Les voitures hybrides rechargeables émettent bien plus de CO₂ en conditions réelles que prévu
Un rapport basé sur les données réelles de 800 000 véhicules révèle que les voitures hybrides rechargeables produisent des niveaux de dioxyde de carbone bien plus élevés que ceux mesurés en laboratoire. En effet, ces voitures rejettent jusqu’à cinq fois plus de CO₂ que ce que les tests officiels indiquent. Cette constatation remet en question leur efficacité par rapport aux voitures thermiques, malgré les subventions importantes dont elles bénéficient encore.
Des émissions réelles bien au-dessus des chiffres officiels
Les résultats sont clairs.
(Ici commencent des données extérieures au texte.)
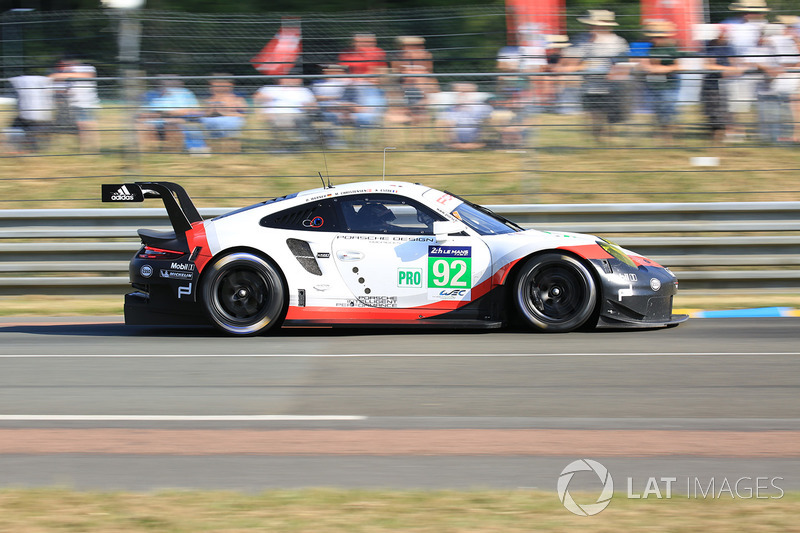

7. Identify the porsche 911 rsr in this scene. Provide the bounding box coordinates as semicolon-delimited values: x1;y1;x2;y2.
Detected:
103;181;687;335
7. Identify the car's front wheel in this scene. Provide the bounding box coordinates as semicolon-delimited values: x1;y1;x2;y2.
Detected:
514;252;597;333
202;252;286;335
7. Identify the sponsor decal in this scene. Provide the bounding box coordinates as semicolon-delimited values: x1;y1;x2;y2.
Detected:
436;194;453;205
428;246;472;300
100;184;144;202
158;268;194;279
397;268;422;287
178;283;192;300
111;185;133;202
428;289;472;300
303;217;325;228
336;296;397;308
617;285;633;302
336;234;436;244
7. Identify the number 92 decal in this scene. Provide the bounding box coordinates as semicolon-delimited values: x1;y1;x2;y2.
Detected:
428;246;472;300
Selon Transport & Environment, une organisation européenne spécialisée dans l’analyse environnementale de l’industrie automobile, les voitures hybrides rechargeables émettent 4,9 fois plus de CO₂ en conditions réelles que lors des tests d’homologation. Ces données proviennent des compteurs embarqués de 800 000 véhicules récents vendus en Europe. Selon le rapport, les émissions réelles de CO₂ des voitures hybrides rechargeables sont presque cinq fois plus élevées que ce que révèlent les tests officiels, confirmant ainsi les doutes exprimés depuis un certain temps par certains observateurs de l’industrie.
L’écart entre les émissions réelles et les tests WLTP s’explique par le fait que ces derniers se basent principalement sur l’utilisation du mode électrique. Cependant, dans la réalité, les conducteurs ont tendance à utiliser davantage le moteur thermique, réduisant ainsi considérablement les avantages environnementaux. En moyenne, le facteur d’utilisation électrique, qui mesure le temps passé en mode zéro émission, n’est que de 27 %, contre environ 84 % lors des tests officiels. La plupart des propriétaires de voitures hybrides rechargeables ne les branchent pas régulièrement, voire jamais.
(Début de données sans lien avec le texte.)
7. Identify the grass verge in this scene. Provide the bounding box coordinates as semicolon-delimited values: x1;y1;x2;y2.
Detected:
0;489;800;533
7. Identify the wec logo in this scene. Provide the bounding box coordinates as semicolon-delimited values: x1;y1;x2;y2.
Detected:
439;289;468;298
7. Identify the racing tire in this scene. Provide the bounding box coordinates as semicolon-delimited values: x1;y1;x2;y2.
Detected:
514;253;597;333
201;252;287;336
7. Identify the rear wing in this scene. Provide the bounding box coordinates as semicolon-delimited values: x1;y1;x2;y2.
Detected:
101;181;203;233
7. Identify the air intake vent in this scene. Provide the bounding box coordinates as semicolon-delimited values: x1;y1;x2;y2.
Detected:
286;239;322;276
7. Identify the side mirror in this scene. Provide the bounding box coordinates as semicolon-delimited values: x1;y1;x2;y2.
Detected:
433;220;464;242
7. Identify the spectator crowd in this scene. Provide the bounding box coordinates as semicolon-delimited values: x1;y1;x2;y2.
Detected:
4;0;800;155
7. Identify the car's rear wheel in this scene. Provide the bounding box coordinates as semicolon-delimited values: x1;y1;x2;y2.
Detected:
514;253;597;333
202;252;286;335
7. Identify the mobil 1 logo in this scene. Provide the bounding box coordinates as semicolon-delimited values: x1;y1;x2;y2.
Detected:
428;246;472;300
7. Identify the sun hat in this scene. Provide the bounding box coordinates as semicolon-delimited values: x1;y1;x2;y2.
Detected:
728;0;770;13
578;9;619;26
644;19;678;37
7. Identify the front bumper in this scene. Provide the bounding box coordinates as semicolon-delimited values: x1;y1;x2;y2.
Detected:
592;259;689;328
Une différence minime en termes de pollution par rapport aux voitures thermiques
Le rapport de T&E va plus loin en indiquant que la réduction réelle des émissions par rapport à une voiture thermique n’est que de 19 %, alors que les chiffres officiels évoquent une réduction de 75 %. Selon Julia Poliscanova, directrice des véhicules chez Transport & Environment, les voitures hybrides rechargeables ne sont pas la solution écologique vantée autrefois. Ces modèles combinent, selon elle, les inconvénients des deux mondes : un moteur à combustion encore largement utilisé et des batteries rarement exploitées à leur plein potentiel.
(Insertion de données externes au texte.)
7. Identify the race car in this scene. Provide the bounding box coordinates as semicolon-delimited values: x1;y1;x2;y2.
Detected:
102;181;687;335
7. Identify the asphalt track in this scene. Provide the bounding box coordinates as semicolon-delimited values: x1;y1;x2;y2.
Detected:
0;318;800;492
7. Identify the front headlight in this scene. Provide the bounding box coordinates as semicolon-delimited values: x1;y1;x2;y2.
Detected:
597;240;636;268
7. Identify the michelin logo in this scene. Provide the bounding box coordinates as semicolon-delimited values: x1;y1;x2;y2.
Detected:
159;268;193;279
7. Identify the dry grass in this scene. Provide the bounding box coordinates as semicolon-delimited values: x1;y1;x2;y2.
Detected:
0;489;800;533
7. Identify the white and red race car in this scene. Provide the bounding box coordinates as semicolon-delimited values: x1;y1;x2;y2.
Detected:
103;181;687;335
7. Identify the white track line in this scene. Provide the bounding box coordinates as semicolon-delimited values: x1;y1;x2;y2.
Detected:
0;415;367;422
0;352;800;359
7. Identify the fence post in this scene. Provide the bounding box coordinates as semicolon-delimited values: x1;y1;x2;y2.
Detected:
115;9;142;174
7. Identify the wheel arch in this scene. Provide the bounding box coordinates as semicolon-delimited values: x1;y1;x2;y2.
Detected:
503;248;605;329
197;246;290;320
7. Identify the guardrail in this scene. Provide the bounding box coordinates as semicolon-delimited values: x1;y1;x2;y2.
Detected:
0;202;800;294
Des mesures montrent même que les voitures hybrides rechargeables émettent plus de 130 grammes de CO₂ par kilomètre en conditions réelles, des niveaux comparables à ceux des voitures thermiques classiques. Même en mode électrique, une voiture hybride rechargeable typique émet encore 68 g/km, car son moteur essence fonctionne environ un tiers du temps. Il devient donc difficile de justifier leur classification en tant que véhicules à « faibles émissions » ou leur éligibilité à des incitations écologiques.
Des données qui remettent en question les politiques publiques et les stratégies industrielles
Cette remise en question des performances des voitures hybrides rechargeables survient à un moment crucial pour l’industrie automobile. De nombreux constructeurs, tels que BMW, Mercedes ou Peugeot, ont massivement investi dans cette technologie pour respecter les normes européennes en matière de CO₂. Cependant, si les chiffres réels sont pris en compte dans les futures réglementations, leurs empreintes carbone pourraient considérablement s’alourdir. Transport & Environment appelle ainsi à une révision du calcul officiel, jugé dépassé et trompeur.
Les gouvernements devraient, selon Julia Poliscanova, cesser de subventionner les voitures hybrides rechargeables et se concentrer sur les véhicules véritablement zéro émission pour accélérer l’électrification du parc automobile. Les États européens pourraient être amenés à revoir leurs dispositifs d’aide, car les voitures hybrides rechargeables bénéficient encore de primes à l’achat et d’avantages fiscaux, même si leur impact environnemental diminue dès lors qu’elles ne sont pas rechargées quotidiennement. Selon T&E, seuls les conducteurs parcourant moins de 30 km par jour en zone urbaine bénéficient réellement d’un avantage en termes d’émissions.